Pur rimanendo uno dei migliori prodotti seriali in circolazione, anche The Bear forse sta iniziando a mostrare la corda, quel logorio inevitabile dopo trentotto episodi di drammi della ristorazione (che sia un nuovo genere, dopo il "dramma medicale"?). E il ristorante è sempre meno un personaggio a sé e sempre più un contorno, saporito e interessante e, in qualche episodio, del tutto assente perfino dai dialoghi dei personaggi. Perché se il destino del locale e della brigata ci tiene ancora sulle spine funzionando egregiamente come motore della suspense (in questa stagione il countdown di zio Cicero viene rilanciato all'ennesima potenza, in quello che diventa un esempio plateale dei suddetti rischi di ripetitività), è l'intrico dei rapporti interpersonali e la loro evoluzione a essere il centro della narrazione. La miriade di personaggi è messa in scena con un'attenzione alla coralità che in qualche momento ricorda Robert Altman o John Cassavetes, anche per il continuo, estenuante e delizioso accavallamento di dialoghi che dà a ogni puntata una dimensione paradossale da soap iperrealistica (una contraddizione in termini di cui The Bear è fiero portatore).

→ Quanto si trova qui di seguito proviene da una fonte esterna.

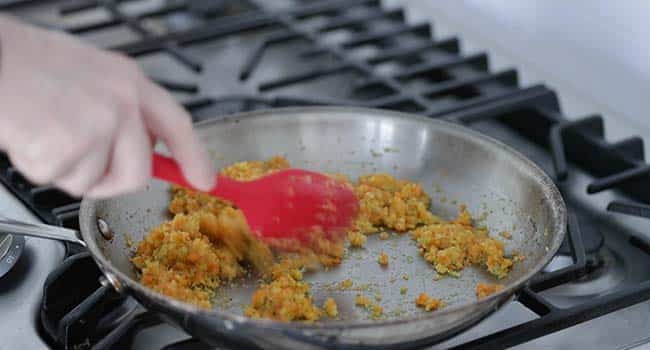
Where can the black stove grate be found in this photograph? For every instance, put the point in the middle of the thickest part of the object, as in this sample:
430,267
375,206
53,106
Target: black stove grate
401,68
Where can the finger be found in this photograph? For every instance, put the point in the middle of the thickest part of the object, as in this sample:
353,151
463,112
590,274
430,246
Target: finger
87,172
130,165
168,121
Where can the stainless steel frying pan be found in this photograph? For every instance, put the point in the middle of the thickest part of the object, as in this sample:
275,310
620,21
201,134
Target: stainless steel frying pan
455,165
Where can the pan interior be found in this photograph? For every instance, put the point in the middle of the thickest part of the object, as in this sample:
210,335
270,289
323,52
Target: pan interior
453,165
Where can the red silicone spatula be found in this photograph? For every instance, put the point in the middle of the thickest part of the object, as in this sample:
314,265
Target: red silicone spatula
291,203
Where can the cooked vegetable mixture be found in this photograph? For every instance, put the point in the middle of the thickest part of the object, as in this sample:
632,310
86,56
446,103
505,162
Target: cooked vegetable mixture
207,243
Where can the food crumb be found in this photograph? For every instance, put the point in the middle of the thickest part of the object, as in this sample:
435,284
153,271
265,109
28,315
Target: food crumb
383,259
485,289
375,309
128,239
345,284
330,308
427,303
362,300
357,239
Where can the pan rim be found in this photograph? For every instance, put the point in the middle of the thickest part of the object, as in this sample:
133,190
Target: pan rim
557,206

Dai principali fino ai più marginali, la quarta stagione The Bear elargisce spazio a tutti i personaggi, trovando il tempo di introdurne anche nuovi: quel tempo che sta per scadere, di cui ogni personaggio vorrebbe disporre meglio e di più, contro cui tutti lottano, frammentato negli ormai classici montage che raccontano la frenesia del servizio e della cucina, esplorato nel dettaglio negli episodi in tempo reale, talvolta sospeso e riformulato a piacimento (quanto tempo ci vuole per cuocere un pollo intero?), rinchiuso nei fogli Excel e nei grafici di produttività.

La vita, dice The Bear, è troppo spesso il tempo che passiamo a rimuovere gli ostacoli che ci siamo creati da soli, invece di dare un abbraccio, mandare un messaggio, chiedere scusa, preparare un pasto alle persone a cui vogliamo bene.